Thursday 03 March 2016



George Osborne’s plans for a 3 per cent increase in stamp duty on buy-to-let homes have been slammed by economists giving evidence to the commons treasury select committee. 

The measures, introduced in the November Spending Review, will mean landlords having to shell out thousands of extra pounds each year and have left many torn between selling-up and putting up rents. 

During his Autumn Statement speech Osborne said the move was intended to prevent increasing numbers of properties being snapped up by buy-to-let investors, who were fuelling rocketing house prices and ‘squeezing out families who can’t afford to buy.’ 

Lack of supply to blame for house prices, not landlords

But the gathering of economic experts at Westminster was unanimously agreed that lack of supply, not landlords, was to blame for sky-high house prices.

And when asked about what impact the stamp duty surcharge would have on the housing market, damning responses flew in from all directions.

Paul Johnson, Director of the Institute for Fiscal Studies, said, ‘for those who end up in the rental sector, it can only push the rent one way, and that is up’, while the committee also heard excerpts from the Council of Mortgage Lenders’ response to the Government’s consultation on the design of the surcharge.

Their statement read that ‘turnover of the UK housing stock is already only half the level of a generation ago’, going on to argue that in London and the south-east extra costs incurred by the stamp duty surcharge would be passed on by landlords to tenants through higher rental charges.

Government is wrong about buy-to-let mortgage tax relief

Paul Johnson also fired a shot across the Government’s bow over the much-hated buy-to-let mortgage tax relief cuts, set to come into force in April. 

The plans mean landlords will no longer be able to deduct the interest they pay on mortgages before calculating income tax and leave them worse-off by thousands of pounds each year as many are pushed into the higher-rate tax bracket. 

Mr Johnson said: “At present if you own a property which you let out to tenants you can set any mortgage interest costs against tax due on rent received. 

“The budget red book states that this means, ‘the current tax system supports landlords over and above ordinary homeowners’, and that it ‘puts investing in a rental property at an advantage’.”

“This line of argument is plain wrong.
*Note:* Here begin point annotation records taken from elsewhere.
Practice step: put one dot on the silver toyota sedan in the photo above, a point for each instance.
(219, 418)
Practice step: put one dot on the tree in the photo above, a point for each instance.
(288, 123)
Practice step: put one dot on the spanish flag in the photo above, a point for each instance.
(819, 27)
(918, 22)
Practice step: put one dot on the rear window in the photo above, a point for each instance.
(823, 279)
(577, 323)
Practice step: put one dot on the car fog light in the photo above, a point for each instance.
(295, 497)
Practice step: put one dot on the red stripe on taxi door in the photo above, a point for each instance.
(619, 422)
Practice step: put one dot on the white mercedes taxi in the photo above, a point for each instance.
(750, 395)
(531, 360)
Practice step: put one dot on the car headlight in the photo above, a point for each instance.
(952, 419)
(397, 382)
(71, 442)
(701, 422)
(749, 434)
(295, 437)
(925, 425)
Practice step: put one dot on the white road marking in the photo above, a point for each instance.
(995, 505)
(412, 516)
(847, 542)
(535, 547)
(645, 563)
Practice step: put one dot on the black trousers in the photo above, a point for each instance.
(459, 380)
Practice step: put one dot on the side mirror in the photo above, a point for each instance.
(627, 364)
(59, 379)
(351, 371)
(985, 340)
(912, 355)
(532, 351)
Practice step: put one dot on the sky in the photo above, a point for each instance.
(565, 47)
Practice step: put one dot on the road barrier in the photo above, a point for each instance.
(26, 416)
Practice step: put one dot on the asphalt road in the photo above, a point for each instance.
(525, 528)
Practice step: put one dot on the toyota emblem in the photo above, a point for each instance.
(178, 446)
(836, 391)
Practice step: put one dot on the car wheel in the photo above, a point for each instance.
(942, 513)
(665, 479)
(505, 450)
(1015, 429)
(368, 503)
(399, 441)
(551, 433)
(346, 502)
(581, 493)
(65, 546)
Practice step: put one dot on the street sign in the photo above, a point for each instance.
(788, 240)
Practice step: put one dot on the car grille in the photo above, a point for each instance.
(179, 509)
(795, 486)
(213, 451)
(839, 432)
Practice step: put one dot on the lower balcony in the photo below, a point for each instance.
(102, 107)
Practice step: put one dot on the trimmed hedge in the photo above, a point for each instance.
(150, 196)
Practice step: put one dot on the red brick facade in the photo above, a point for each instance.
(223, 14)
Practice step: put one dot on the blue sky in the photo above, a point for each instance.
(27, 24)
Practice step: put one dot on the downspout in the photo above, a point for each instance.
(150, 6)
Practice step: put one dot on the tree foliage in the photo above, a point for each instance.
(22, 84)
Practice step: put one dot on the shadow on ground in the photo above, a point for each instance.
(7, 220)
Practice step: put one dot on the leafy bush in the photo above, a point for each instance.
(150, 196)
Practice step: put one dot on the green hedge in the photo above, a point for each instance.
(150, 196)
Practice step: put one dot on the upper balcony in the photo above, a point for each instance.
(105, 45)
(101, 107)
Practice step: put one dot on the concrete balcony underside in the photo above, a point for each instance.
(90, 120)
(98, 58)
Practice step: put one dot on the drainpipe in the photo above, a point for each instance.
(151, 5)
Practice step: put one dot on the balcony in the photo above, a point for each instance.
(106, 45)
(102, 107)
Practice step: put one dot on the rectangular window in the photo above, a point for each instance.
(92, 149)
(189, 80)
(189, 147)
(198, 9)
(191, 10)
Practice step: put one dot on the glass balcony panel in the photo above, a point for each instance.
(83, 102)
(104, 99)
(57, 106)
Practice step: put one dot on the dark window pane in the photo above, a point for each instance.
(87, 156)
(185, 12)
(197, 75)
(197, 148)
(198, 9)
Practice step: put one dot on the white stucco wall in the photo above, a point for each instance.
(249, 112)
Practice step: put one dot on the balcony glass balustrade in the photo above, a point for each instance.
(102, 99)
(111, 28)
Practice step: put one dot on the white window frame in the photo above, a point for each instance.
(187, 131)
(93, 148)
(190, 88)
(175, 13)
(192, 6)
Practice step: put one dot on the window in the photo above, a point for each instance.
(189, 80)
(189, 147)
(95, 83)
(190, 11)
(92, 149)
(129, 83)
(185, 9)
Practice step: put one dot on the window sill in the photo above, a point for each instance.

Rental property is taxed more heavily than owner occupied property. 

“There is a big problem in the property market making it difficult for young people to buy and pushing up rents. The problem is a lack of supply. This change will not solve that problem.”

There’s little doubt among landlords that if George Osborne ploughs ahead with his plans a long, hard look at the books will be needed. 

But opposition to the measures has come from thick and fast from various quarters, including a legal challenge from Cherie Blair’s law firm and even members of his own party. It’s hard to imagine he’s not at least considered whether he is doing the right thing.